Avant dernier concert avec Dälek, le duo américain emblématique du hip-hop expérimental. Formé dans les années 1990, le groupe s’est imposé sur la scène alternative grâce à ses textes engagés et ses productions abrasives. MC Dälek aux platines (presque !) et Mike Mare à la guitare y construisent des murs sonores puissants, à la fois hypnotiques et mélodiques. Un son dense et immersif dans lequel on avance avec plaisir, traversant le brouillard de fumée et de lumières bleues et mauves, plus facilement que la brume de mer blanche observée cet après-midi à Saint-Malo. Rafraîchissant et novateur dans la programmation du festival.

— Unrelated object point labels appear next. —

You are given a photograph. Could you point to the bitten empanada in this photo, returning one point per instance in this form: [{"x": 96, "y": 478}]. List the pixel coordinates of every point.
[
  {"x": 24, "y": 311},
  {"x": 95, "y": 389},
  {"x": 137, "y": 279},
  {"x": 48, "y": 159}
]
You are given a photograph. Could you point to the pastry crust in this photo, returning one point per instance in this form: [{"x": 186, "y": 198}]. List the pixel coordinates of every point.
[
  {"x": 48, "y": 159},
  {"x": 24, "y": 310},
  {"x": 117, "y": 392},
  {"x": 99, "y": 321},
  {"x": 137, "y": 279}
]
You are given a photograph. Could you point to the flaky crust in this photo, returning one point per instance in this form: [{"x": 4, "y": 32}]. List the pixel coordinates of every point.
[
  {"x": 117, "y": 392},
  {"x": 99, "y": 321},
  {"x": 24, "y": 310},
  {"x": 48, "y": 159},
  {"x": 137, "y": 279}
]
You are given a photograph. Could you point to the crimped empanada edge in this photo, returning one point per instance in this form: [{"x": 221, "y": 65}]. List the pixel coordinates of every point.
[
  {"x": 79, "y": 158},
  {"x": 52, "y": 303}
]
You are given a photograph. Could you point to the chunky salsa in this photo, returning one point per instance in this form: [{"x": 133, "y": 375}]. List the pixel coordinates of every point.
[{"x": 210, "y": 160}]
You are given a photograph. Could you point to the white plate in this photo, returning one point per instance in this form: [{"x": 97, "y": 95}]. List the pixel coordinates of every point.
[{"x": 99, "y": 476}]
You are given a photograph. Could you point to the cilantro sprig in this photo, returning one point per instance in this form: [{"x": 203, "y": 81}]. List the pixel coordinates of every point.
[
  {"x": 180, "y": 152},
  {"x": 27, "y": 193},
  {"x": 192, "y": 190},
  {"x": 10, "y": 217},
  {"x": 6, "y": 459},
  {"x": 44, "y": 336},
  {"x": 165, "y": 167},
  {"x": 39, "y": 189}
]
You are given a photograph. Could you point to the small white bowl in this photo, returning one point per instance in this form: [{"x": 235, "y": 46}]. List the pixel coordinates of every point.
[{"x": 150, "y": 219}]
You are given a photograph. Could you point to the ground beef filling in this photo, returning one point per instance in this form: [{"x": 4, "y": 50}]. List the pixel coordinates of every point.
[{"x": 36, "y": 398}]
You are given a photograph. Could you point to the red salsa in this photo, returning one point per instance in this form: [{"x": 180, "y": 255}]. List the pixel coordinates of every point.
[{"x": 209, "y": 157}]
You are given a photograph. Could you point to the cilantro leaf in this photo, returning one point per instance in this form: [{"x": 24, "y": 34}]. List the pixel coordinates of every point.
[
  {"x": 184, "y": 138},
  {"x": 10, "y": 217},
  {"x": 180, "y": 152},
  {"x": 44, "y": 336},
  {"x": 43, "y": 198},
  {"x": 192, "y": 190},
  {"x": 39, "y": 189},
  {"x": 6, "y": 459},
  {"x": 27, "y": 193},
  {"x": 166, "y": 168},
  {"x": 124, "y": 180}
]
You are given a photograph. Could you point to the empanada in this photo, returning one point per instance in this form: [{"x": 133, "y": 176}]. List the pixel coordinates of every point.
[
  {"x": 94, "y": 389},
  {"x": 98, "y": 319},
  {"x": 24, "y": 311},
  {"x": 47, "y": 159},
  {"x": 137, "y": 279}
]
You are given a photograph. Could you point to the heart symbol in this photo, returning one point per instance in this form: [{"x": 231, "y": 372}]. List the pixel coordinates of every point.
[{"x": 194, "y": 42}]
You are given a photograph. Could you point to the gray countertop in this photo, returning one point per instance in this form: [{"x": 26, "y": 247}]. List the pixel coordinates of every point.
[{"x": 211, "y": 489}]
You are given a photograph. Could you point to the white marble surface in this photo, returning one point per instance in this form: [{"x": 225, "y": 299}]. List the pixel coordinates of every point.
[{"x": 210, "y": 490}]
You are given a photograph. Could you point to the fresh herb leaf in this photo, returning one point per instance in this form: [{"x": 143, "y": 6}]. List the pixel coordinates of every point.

Dernier groupe a jouer ce soir, Leroy Se Meurt, le duo parisien qui mélange électronique, EBM et punk pour un son nerveux et dansant. Le roi (moi) étant mort de fatigue, je n’assisterai pas au live cold wave électro du duo. Désolé !
Il semble que le public n’était pas très nerveux pour clôturer cette première soirée de la route du rap… euh, du Rock ! Le programme du lendemain paraît plus conventionnel pour ce public fidèle à la niche rock alternatif, toujours partant pour manger une galette saucisse, mais pas tout à fait prêt au grand remplacement musical.